Falaise des fous, de Patrick Grainville (2018)

“Falaise des fous”, de Patrick Grainville (2018).

Entre 1868 et 1927, le personnage principal de la Falaise des fous de Patrick Grainville raconte l’aventure impressionniste. Le récit, installé dans les falaises normandes, à Étretat, balade les lecteur·rice·s de la guerre de 1870 à la Première Guerre mondiale, l’affaire Dreyfus ou encore la traversée de l’Atlantique par Lindbergh.

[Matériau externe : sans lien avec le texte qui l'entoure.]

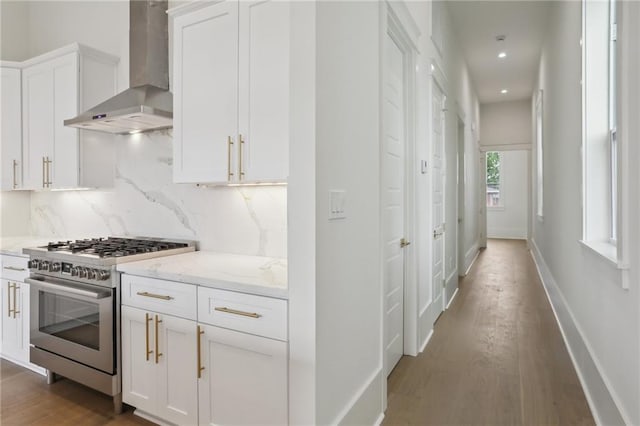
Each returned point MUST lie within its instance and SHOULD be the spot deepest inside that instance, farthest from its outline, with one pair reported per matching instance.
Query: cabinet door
(37, 123)
(244, 380)
(177, 370)
(64, 168)
(11, 129)
(264, 90)
(50, 95)
(205, 91)
(15, 341)
(139, 378)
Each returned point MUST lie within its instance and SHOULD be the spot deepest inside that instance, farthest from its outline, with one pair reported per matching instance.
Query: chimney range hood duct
(147, 104)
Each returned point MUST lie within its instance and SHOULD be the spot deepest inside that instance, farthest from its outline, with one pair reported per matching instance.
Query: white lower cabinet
(194, 366)
(159, 365)
(14, 299)
(244, 380)
(15, 324)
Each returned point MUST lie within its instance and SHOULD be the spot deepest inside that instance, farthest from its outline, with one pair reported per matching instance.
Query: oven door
(73, 320)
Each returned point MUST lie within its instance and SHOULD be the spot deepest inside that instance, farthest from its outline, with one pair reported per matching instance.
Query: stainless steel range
(75, 306)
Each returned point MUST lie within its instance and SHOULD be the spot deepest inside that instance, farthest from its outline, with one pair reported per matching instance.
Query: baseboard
(426, 341)
(455, 293)
(601, 399)
(365, 408)
(450, 287)
(470, 257)
(508, 234)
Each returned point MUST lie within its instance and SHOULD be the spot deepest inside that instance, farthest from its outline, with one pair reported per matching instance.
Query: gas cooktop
(110, 250)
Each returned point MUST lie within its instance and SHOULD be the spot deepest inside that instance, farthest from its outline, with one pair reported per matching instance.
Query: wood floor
(26, 399)
(496, 356)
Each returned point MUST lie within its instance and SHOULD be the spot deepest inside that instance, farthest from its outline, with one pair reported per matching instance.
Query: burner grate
(113, 246)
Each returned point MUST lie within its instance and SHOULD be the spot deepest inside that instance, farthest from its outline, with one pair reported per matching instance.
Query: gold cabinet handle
(49, 172)
(229, 145)
(9, 300)
(236, 312)
(240, 149)
(200, 367)
(15, 181)
(44, 180)
(147, 320)
(158, 354)
(15, 300)
(155, 296)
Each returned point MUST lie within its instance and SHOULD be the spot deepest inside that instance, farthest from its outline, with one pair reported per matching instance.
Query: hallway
(496, 356)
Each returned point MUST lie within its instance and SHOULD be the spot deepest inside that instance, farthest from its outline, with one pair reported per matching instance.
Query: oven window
(70, 319)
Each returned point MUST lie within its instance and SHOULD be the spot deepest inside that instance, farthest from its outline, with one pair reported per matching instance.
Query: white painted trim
(508, 234)
(573, 338)
(426, 341)
(506, 147)
(405, 20)
(379, 420)
(358, 397)
(470, 257)
(455, 293)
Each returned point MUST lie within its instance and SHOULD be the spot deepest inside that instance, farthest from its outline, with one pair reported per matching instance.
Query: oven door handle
(99, 294)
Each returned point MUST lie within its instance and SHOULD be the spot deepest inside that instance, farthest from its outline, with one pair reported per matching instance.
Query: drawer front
(14, 267)
(166, 297)
(262, 316)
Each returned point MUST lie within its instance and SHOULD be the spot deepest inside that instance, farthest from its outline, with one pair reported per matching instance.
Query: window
(494, 180)
(599, 116)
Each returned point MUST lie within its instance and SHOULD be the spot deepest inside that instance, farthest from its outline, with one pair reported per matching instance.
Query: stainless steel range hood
(148, 104)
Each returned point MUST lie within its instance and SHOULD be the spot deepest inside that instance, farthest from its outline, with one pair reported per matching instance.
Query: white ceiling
(476, 25)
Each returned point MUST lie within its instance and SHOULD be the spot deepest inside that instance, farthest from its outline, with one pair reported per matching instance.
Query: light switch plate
(337, 204)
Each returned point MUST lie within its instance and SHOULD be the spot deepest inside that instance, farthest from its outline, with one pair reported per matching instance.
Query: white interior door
(438, 181)
(393, 198)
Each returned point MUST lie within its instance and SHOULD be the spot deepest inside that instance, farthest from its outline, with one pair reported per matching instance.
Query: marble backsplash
(145, 202)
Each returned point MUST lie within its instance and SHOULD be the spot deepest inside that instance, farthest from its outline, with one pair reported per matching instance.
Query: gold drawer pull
(200, 367)
(235, 312)
(155, 296)
(13, 268)
(147, 320)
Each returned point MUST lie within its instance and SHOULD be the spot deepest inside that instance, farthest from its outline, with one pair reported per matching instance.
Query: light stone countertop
(264, 276)
(13, 245)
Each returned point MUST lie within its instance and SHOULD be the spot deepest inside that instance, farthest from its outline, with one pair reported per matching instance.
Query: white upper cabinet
(11, 127)
(57, 86)
(231, 92)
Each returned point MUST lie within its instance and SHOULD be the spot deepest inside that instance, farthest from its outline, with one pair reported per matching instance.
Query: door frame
(398, 23)
(460, 187)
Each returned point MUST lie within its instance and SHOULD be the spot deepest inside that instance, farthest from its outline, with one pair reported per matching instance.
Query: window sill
(606, 251)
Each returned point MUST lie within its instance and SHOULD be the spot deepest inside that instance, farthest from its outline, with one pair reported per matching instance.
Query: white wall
(14, 37)
(505, 123)
(510, 220)
(14, 213)
(348, 282)
(103, 25)
(600, 319)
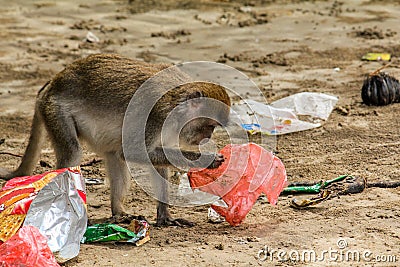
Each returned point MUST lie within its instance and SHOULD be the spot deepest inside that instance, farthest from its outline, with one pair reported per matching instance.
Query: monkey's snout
(204, 141)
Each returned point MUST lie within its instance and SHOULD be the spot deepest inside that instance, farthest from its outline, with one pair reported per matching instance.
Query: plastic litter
(59, 212)
(281, 116)
(27, 248)
(248, 171)
(376, 57)
(342, 185)
(111, 232)
(53, 202)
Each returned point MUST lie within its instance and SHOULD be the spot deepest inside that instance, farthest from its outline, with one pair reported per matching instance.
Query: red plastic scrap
(27, 248)
(248, 171)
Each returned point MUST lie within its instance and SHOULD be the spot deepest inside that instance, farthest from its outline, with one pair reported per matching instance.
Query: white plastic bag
(281, 116)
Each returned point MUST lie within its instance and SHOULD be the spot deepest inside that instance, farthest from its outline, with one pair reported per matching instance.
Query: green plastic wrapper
(313, 188)
(106, 232)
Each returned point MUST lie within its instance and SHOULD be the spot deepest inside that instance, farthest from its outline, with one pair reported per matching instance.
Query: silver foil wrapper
(60, 214)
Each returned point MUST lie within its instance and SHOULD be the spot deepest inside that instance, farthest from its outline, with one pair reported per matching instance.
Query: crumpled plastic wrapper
(248, 171)
(137, 233)
(282, 116)
(59, 212)
(53, 202)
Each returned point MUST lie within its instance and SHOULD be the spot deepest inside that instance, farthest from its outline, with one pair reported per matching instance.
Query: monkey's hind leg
(63, 134)
(160, 185)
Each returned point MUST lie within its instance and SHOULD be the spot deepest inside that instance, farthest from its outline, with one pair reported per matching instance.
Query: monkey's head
(204, 107)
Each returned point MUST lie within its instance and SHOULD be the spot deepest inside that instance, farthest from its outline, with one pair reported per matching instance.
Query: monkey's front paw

Aux côtés du Normand, on découvre la peinture de Claude Monet, qui agit sur lui comme un choc. Puis, grâce à ses deux amantes, on se retrouve en présence de Courbet, Boudin, Degas, mais aussi d’écrivains, Flaubert, Hugo et Maupassant en tête. Ce roman-fleuve (de plus de 650 pages) sert, à chacune de ses pages écrites à la première personne, des références artistiques, littéraires et historiques. De quoi se plonger dans le tournant de deux siècles où se sont bousculés nombre de destins et d’aventures créatives révolutionnaires.

Les romans graphiques

Basquiat, de Julian Voloj et Søren Mosdal (2020)

“Basquiat”, de Julian Voloj et Søren Mosdal (2020).

Le scénariste Julian Voloj et le dessinateur Søren Mosdal ont imaginé un roman graphique retraçant la courte carrière de Jean-Michel Basquiat, membre du tristement célèbre “club des 27”. De ses débuts de graffeur au sein du duo SAMO jusqu’à la gloire qu’il connaît jeune, il concentre son art, pictural et littéraire, autour de questionnements sociaux. Il s’intéresse aux conditions de vie des Noir·e·s dans l’Amérique des années 1970 et 1980, soutient la lutte des classes et infuse des arcs politiques à ses œuvres poétiques.

Le New York des années 1970 explose aux couleurs des toiles de l’artiste et au rythme du “punk, jazz [et] hip-hop” qu’il affectionnait. L’ouvrage s’inspire de faits réels et glose autour de “la lutte permanente entre l’artiste, ses créations et les démons intérieurs qui finirent par le détruire”, d’une overdose d’héroïne et de cocaïne à 27 ans.

Niki de Saint Phalle : Le Jardin des secrets, de Dominique Osuch et Sandrine Martin (2014)

“Niki de Saint Phalle : Le Jardin des secrets” de Dominique Osuch et Sandrine Martin (2014).

La bande dessinée de Dominique Osuch et Sandrine Martin s’attache à rendre compte de la boulimie créative de Niki de Saint Phalle, en témoigne son parcours artistique. Autodictate, elle a touché, le long de sa carrière, à la peinture, la sculpture, aux arts plastiques ou encore à la réalisation de films. Ses statues signatures, immenses et colorées, sont une énième preuve de cette avidité grandiose qui ne l’a jamais quittée.

L’ouvrage est émaillé de citations de l’artiste et le scénario est en noir et blanc, afin de laisser exploser toutes les couleurs de son œuvre, visible au fil des pages. Les deux autrices ont réalisé un hommage à la gloire de l’artiste militante (notamment aux côtés des Afro-Américain·e·s, des femmes et des malades atteint·e·s du sida), qui s’émancipe parfois des faits documentaires pour créer un récit facile à lire. Ce dernier s’adresse plus particulièrement à celles et ceux qui ne connaissent que peu l’artiste.

Mille mercis à Donnia Ghezlane-Lala, sans qui cet article n’aurait pas pu voir le jour.